Peygamberin âmâ olan Ümmi Mektum'a ilgisizlik göstermesine gelince, bu olayı nakleden hadis, tefsir ve siyer kaynaklarına müracaat ettiğimizde, Peygamberin ona karşı gösterdiği bu ilgisizliğinin de onun âmâ veya fakir oluşundan dolayı olmadığı görülmektedir. Zira Ümmi Mektum edep kurallarına riayet etmemiş ve yüksek sesle mükerrer olarak Peygamberin sözünün arasına girerek bu ciddi konuşmasının kesilmesine ve bölünmesine yol açmıştı. Dolayısıyla da onun uyarılması icap etmekteydi.


Peygamberin bu davranışı ise bu doğrultuda gösterilen en doğal bir davranıştı. Sonra Ümmi Mektum âmâ idi ve Peygamberin ona surat asmasını görmemekteydi, dolayısıyla Peygamberin bu davranışından onun kalbinin kırılması ve incinmesi de söz konusu değildi.
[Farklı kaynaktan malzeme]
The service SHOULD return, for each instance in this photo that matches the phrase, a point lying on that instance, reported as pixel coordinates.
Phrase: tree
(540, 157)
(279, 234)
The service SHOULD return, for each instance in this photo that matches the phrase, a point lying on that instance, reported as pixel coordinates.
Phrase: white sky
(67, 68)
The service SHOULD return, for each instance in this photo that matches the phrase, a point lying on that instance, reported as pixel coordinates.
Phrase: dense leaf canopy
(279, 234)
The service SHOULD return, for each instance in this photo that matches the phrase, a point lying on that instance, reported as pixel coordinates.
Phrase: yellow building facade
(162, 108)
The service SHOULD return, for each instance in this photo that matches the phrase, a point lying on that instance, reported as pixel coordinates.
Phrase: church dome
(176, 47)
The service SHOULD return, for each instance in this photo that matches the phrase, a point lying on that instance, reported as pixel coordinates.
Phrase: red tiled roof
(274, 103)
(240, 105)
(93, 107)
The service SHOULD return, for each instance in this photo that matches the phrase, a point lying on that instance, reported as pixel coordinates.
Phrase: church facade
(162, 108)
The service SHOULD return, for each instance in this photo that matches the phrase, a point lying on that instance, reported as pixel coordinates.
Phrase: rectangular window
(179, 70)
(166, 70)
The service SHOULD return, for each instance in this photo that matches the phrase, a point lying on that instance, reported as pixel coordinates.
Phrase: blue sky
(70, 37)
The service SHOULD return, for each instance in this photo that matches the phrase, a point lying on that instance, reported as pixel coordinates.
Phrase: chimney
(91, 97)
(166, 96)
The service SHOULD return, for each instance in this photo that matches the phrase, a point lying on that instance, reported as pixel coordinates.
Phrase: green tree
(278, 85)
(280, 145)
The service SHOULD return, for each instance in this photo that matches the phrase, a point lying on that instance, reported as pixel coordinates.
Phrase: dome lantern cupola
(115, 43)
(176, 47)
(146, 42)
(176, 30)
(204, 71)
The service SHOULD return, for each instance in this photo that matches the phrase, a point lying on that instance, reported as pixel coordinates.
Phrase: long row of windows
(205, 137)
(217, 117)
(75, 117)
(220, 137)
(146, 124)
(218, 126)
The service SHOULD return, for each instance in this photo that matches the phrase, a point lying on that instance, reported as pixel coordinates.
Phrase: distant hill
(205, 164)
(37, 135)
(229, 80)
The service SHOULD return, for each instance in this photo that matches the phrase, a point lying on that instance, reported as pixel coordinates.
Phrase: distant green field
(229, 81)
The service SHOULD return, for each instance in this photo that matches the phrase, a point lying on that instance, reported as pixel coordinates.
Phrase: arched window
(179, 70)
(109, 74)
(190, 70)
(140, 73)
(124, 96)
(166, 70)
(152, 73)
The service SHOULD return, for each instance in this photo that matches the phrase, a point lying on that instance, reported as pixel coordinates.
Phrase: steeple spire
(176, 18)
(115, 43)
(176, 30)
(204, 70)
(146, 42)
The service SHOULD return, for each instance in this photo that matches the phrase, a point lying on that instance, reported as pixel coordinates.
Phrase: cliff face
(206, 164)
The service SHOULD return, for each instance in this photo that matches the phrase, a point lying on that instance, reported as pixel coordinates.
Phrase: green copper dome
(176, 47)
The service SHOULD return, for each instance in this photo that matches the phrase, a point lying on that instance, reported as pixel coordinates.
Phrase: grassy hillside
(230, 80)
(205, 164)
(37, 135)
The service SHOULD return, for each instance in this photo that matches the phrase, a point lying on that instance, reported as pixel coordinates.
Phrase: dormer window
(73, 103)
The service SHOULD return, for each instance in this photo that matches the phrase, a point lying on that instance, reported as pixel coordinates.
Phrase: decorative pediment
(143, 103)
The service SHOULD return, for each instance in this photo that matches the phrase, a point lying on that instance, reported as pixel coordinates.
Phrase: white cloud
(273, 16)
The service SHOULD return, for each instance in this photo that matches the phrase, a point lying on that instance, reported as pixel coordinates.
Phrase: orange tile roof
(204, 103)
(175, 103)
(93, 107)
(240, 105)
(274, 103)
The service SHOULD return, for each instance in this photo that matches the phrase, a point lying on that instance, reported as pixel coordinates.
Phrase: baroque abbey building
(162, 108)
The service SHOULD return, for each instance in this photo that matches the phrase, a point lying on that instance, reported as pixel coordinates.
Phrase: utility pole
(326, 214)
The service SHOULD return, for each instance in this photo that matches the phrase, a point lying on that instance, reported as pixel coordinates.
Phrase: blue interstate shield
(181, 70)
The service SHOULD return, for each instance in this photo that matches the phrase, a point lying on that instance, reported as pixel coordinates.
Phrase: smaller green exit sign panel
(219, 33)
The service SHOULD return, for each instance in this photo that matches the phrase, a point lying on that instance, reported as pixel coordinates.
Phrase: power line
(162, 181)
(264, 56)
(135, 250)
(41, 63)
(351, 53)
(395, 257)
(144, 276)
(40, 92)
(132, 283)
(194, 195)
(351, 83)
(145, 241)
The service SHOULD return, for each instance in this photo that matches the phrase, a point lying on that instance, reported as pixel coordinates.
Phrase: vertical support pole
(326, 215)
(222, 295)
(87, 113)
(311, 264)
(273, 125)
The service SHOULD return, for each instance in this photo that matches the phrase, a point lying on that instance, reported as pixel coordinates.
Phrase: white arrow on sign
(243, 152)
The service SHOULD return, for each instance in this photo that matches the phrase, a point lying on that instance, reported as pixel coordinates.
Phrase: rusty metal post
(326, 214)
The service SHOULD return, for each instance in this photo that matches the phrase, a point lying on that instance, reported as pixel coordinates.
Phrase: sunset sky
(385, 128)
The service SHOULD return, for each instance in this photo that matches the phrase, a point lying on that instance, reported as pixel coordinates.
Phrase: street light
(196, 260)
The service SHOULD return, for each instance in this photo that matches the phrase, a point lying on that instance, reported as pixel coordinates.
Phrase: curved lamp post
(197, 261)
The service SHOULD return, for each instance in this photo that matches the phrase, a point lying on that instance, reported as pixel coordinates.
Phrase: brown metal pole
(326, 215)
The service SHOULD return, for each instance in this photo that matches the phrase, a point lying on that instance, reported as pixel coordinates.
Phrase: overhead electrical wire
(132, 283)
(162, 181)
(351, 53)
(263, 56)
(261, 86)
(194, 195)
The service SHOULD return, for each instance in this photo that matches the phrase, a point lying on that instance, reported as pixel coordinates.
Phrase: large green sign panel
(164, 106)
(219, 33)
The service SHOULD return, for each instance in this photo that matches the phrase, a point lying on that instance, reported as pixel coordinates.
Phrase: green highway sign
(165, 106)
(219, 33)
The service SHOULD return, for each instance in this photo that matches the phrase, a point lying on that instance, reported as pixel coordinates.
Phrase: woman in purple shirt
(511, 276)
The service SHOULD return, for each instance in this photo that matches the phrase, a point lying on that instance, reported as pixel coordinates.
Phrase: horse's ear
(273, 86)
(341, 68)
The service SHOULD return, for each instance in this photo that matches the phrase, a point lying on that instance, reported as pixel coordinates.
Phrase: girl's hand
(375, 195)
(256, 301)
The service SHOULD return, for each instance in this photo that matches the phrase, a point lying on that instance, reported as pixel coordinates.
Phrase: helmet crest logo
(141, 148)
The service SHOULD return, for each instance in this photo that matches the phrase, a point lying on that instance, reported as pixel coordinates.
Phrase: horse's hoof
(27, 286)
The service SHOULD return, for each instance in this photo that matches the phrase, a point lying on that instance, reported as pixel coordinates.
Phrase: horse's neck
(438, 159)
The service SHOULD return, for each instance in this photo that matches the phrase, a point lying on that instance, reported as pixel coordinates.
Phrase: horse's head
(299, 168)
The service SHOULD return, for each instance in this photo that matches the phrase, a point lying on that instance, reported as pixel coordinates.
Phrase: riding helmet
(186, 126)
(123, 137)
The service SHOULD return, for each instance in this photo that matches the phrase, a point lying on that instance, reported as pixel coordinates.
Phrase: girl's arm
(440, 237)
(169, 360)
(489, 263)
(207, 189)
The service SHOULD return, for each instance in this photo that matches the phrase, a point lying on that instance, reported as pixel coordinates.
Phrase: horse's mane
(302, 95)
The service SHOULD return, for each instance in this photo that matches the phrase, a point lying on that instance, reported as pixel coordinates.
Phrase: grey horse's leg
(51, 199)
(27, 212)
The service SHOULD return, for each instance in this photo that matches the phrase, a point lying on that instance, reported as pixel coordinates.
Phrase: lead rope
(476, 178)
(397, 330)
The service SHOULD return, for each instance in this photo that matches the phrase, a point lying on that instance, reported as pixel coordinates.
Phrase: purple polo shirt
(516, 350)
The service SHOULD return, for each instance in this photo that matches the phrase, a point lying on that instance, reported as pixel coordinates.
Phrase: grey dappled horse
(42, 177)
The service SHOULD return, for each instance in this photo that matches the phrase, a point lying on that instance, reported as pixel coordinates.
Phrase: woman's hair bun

O halde peygamber, bir müminin kalbini kıracak bir davranışta da bulunmuyordu ki, bunun Peygamberin yüce ahlakıyla bağdaşmadığı söz konusu edilsin. Sadece Peygamber ona cevap vermeyi geciktirmişti. Bu da onun kalbini kıracak bir hareket değildi. Çünkü Peygamberin başkasıyla konuşmakta olduğunun farkına varacak ve tabii olarak Peygamberin o konuşmasını bitirdikten sonra kendisine cevap vermesinin pek doğal olduğunu anlayacaktı.


İlaveten tarihe baktığımızda Ümmi Mektum ile Peygamber arasında samimiyete varan bir ilişki olduğunu görmekteyiz. Ümmi Mektum’un izin almaksızın Peygamberin evine girmesi bunun delilidir. Dolayısıyla insanın önemli bir işle iştigal halindeyken samimi olduğu arkadaşının cevabını geciktirmesinin, onun kalbini kırmayacağı ve ona ağır gelmeyeceği açıktır. Bu nedenle Peygamberin ona ilgisiz kalması pek doğal kabul edilen bir davranıştır ve Peygamberin yüce ahlakıyla da hiç çelişkisi olmadığı gibi günah sayılacak bir eylem de değildir.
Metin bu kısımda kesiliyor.